Pre 0.5.0 Release History

0.5.0

Main Changes and Additions * Add patsy dependency

Compatibility and Deprecation

  • cleanup of import paths (lowess)

Bug Fixes

  • input shapes of tools.isestimable

Enhancements and Additions

  • formula integration based on patsy (new dependency)

  • Time series analysis - ARIMA modeling - enhanced forecasting based on pandas datetime handling

  • expanded margins for discrete models

  • OLS outlier test

  • empirical likelihood - Google Summer of Code 2012 project - inference for descriptive statistics - inference for regression models - accelerated failure time models

  • expanded probability plots

  • improved graphics - plotcorr - acf and pacf

  • new datasets

  • new and improved tools - numdiff numerical differentiation

0.4.3

The only change compared to 0.4.2 is for compatibility with python 3.2.3 (changed behavior of 2to3)

0.4.2

This is a bug-fix release, that affects mainly Big-Endian machines.

Bug Fixes

  • discrete_model.MNLogit fix summary method

  • tsa.filters.hp_filter don’t use umfpack on Big-Endian machine (scipy bug)

  • the remaining fixes are in the test suite, either precision problems on some machines or incorrect testing on Big-Endian machines.

0.4.1

This is a backwards compatible (according to our test suite) release with bug fixes and code cleanup.

Bug Fixes

  • build and distribution fixes

  • lowess correct distance calculation

  • genmod correction CDFlink derivative

  • adfuller _autolag correct calculation of optimal lag

  • het_arch, het_lm : fix autolag and store options

  • GLSAR: incorrect whitening for lag>1

Other Changes

  • add lowess and other functions to api and documentation

  • rename lowess module (old import path will be removed at next release)

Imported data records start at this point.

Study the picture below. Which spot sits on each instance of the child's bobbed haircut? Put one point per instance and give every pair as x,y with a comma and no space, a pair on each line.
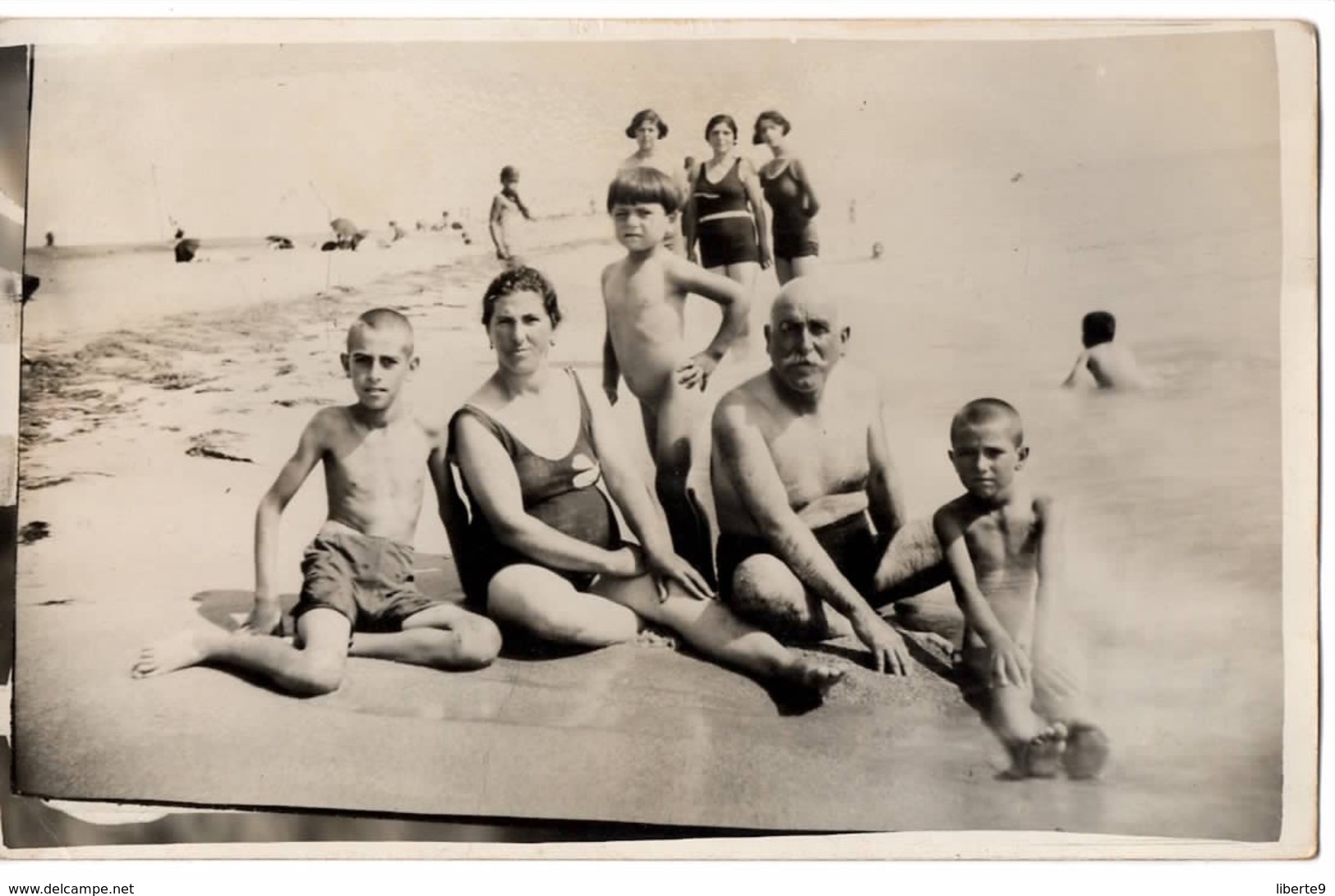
644,185
769,115
984,410
519,279
1098,328
721,119
647,115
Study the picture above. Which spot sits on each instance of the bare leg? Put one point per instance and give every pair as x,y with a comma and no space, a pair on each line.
1035,747
673,422
745,274
309,667
711,629
803,266
766,593
540,601
444,637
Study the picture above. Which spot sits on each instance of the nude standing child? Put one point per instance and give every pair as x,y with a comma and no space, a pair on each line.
1003,546
645,296
358,595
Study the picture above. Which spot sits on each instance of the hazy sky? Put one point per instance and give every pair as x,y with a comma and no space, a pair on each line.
255,139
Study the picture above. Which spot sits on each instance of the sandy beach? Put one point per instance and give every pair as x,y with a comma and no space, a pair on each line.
1010,186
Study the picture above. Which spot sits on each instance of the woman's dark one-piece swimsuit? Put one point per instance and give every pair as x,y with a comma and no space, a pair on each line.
794,232
561,493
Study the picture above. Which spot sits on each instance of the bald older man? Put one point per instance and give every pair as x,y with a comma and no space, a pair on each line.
800,473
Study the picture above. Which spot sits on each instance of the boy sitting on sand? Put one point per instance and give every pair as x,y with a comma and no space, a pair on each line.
1112,366
1003,548
358,595
645,296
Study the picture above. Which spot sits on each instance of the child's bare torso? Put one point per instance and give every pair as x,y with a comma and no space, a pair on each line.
373,476
1003,545
645,321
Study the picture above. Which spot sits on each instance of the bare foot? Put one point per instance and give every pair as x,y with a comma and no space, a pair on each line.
1087,751
1040,756
171,653
816,676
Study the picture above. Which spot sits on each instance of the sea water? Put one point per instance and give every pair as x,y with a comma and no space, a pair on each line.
1174,493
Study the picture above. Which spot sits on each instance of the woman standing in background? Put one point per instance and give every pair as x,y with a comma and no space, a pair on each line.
502,221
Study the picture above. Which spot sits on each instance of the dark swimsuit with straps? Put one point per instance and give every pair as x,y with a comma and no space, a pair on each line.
794,234
724,241
561,493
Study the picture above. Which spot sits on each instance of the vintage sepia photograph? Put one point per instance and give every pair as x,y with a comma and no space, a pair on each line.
530,431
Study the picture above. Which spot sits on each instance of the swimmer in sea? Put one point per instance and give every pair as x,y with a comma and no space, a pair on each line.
1108,364
502,221
645,296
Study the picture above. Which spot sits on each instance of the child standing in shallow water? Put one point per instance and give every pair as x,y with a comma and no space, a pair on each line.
1003,546
358,597
645,296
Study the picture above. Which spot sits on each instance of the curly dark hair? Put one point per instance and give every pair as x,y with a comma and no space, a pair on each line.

  • new robust sandwich covariance estimators, moved out of sandbox

  • compatibility with pandas 0.8

  • new plots in statsmodels.graphics - ABLine plot - interaction plot

0.4.0

Main Changes and Additions

  • Added pandas dependency.

  • Cython source is built automatically if cython and compiler are present

  • Support use of dates in timeseries models

  • Improved plots - Violin plots - Bean Plots - QQ Plots

  • Added lowess function

  • Support for pandas Series and DataFrame objects. Results instances return pandas objects if the models are fit using pandas objects.

  • Full Python 3 compatibility

  • Fix bugs in genfromdta. Convert Stata .dta format to structured array preserving all types. Conversion is much faster now.

  • Improved documentation

  • Models and results are pickleable via save/load, optionally saving the model data.

  • Kernel Density Estimation now uses Cython and is considerably faster.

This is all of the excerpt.